Faruk (Pavle Čemerikić) is an orphaned teen living with his grandmother in contemporary Sarajevo. During the day he works hauling scrap for his uncle, who only hangs around to ingratiate himself with Faruk’s grandmother (he wants her apartment). At night Faruk does odd jobs for local gangsters, though he’s so low in the pecking order that he isn’t even fully aware they’re up to anything criminal — at first.
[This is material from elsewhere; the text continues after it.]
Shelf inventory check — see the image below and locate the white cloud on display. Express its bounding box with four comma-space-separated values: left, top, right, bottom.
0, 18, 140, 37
As the film proceeds, the scope of corruption in the city is expanded via Mona (Sumeja Dardagan), a girl Faruk connects with. Her father is a prominent, deeply corrupt politician who may be more dangerous than the gangsters Faruk works for. Drljaca juxtaposes this exposé of political rot with the poignancy of first love, directing the film with extraordinary nuance and restraint that, perhaps paradoxically, imbues the film with intense emotional power.
STEVE GRAVESTOCK
dir. Sarra El Abed
Filmed in a hair salon on the eve of Tunisia’s presidential election, Sarra El Abed’s perceptive documentary portrays the country’s wider shifts and changes as reflected in the lively exchanges between a group of very memorable women.
JASON ANDERSON
dir. Zacharias Kunuk
Zacharias Kunuk boldly brings his unparalleled storytelling skills and cinematic prowess into a new medium with his first animated work, an astonishingly intricate and mesmerizing stop-motion marvel about a young shaman facing her most daunting test.
JASON ANDERSON
dir. Marie Valade
As playful in its form and technique as it is thoughtful in its take on womanhood, this animated wonder by Quebec’s Marie Valade uses a woman’s surrealist journey to explore her love–hate relationship with her breasts, body, and femininity.
JASON ANDERSON
dir. Khadijah Roberts-Abdullah, Araya Mengesha
Starring in and directing their own razor-sharp script, the Toronto team of Khadijah Roberts-Abdullah and Araya Mengesha play twins trying to navigate their own, and each other’s, complex responses to both the lockdown and the fight for racial justice during the long hot summer of 2020.
JASON ANDERSON
dir. Sandrine Brodeur-Desrosiers, Carmine Pierre-Dufour
A woman reeling from a breakup faces further disruptions when her mother makes an unexpected visit. Captured with great sensitivity and warmth by Sandrine Brodeur-Desrosiers and Carmine Pierre-Dufour, these characters’ time together is a precious opportunity to truly connect.
JASON ANDERSON
dir. Alanis Obomsawin
Alanis Obomsawin shares a powerful 2016 speech by the Ojibway senator and former Truth and Reconciliation Commission chair, interspersing it with heartbreaking testimonies from residential school survivors.
JASON RYLE
dir. Annie St-Pierre
Tensions and awkwardness between their newly divorced parents at a family gathering makes for a less than joyful Christmas Eve for the kids in Annie St-Pierre’s wry yet warm-hearted holiday tale.
JASON ANDERSON
dir. Terril Calder
Filmmaker, artist, and animator Terril Calder’s latest short film may be her most powerful and intricately designed work to date: a stop-motion animation that charts a challenging journey for Baby Girl, a precocious Métis girl contemplating her path to Hell.
JASON ANDERSON
dir. Fawzia Mirza
A queer Muslim woman adds another wild card to a gathering that’s already plenty unpredictable when she brings her new partner to her family’s holiday festivities, in director Fawzia Mirza’s buoyant and big-hearted comedy.
JASON ANDERSON
dir. Albert Shin
Albert Shin demonstrates all his directorial prowess and knack for creating stark yet vivid characters with this remarkable drama about two strangers who convene at a seaside motel in South Korea with very particular intentions in mind.